Published June 3, 2019
Women in early Australian film spent considerable time in the shearing shed

Apologies for the lateness of this week’s newsletter. I’ll spare you the fine detail of my week, but it was truly relentless: Melbourne to Yirrkala to Perth to Sydney, culminating in an epic lecture on ‘Women in Australian Cinema’ at the Union, University and Schools Club. Throughout this journey I was writing every day. The lecture, by the way, is the first of a series. The UUSC is the initial venue, but there’ll be others down the track, which I’ll mention as they come along.

Something had to give this week, and it was the newsletter, for which I’m my own boss. As a consequence, this will be one of my shorter missives. No deluded rants about politics or arts policy, no philosophising or travelloguing.

This week’s art column is devoted to the Alexander Calder show at the National Gallery of Victoria, which was every bit as enjoyable as I’d expected – although not as much of a revelation as the Calder-Picasso show at the Musée Picasso in Paris, which I saw earlier this year. To watch Calder sparring with Picasso was to understand the greatness of a body of work that seems so deceptively simple. The NGV survey – the first Calder show to be held in Australia – provides a brisk, but reasonably comprehensive overview of his career.

The movie being reviewed is Rocketman, Dexter Fletcher’s bio pic of Elton John, which plays on the viewer’s psyche in a similar way to Bohemian Rhapsody. Pop music is in many ways a false promise: it provides three minutes of heightened emotion, then lingers in one’s head, often in the most irritating fashion. A great symphony by contrast, requires stamina in its audience but offers more far-reaching rewards.

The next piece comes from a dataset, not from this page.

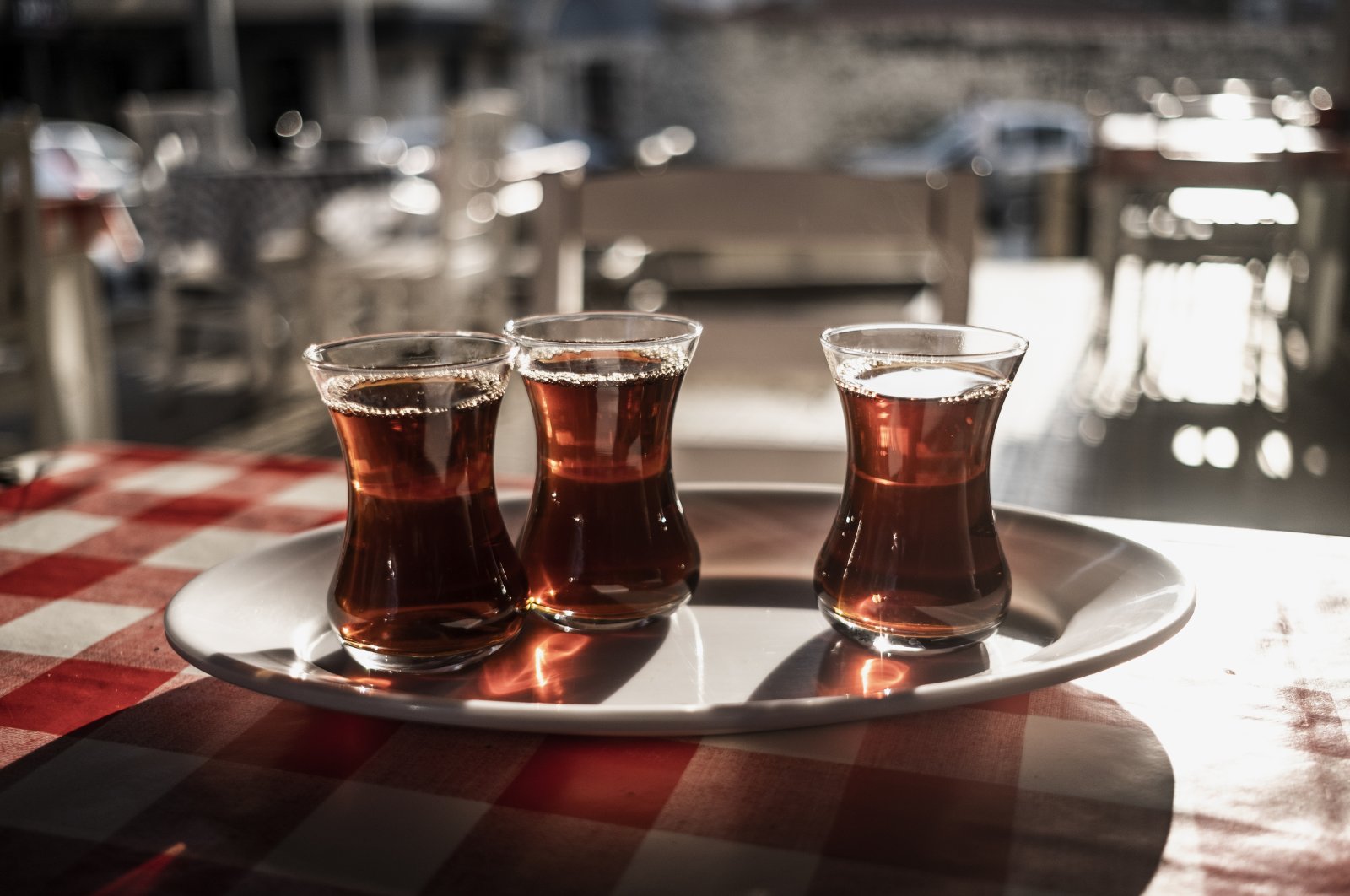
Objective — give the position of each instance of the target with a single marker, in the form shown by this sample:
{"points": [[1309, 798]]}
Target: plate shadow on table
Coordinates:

Most of us spend our teenage years listening to pop music, and feel a powerful nostalgia for those tunes in later life. My iPod in the car is a testament to this sad observation. Fletcher has established himself as an expert manipulator of the pop reflex, able to take a clichéd story and turn it into a powerful entertainment. On one level Rocketman is rubbish, on another it’s compulsive. I can resist the blandishments of politicians, but I’m easy game for a pop song or two. It may not be profound, it may not be especially honest, but it’s fun.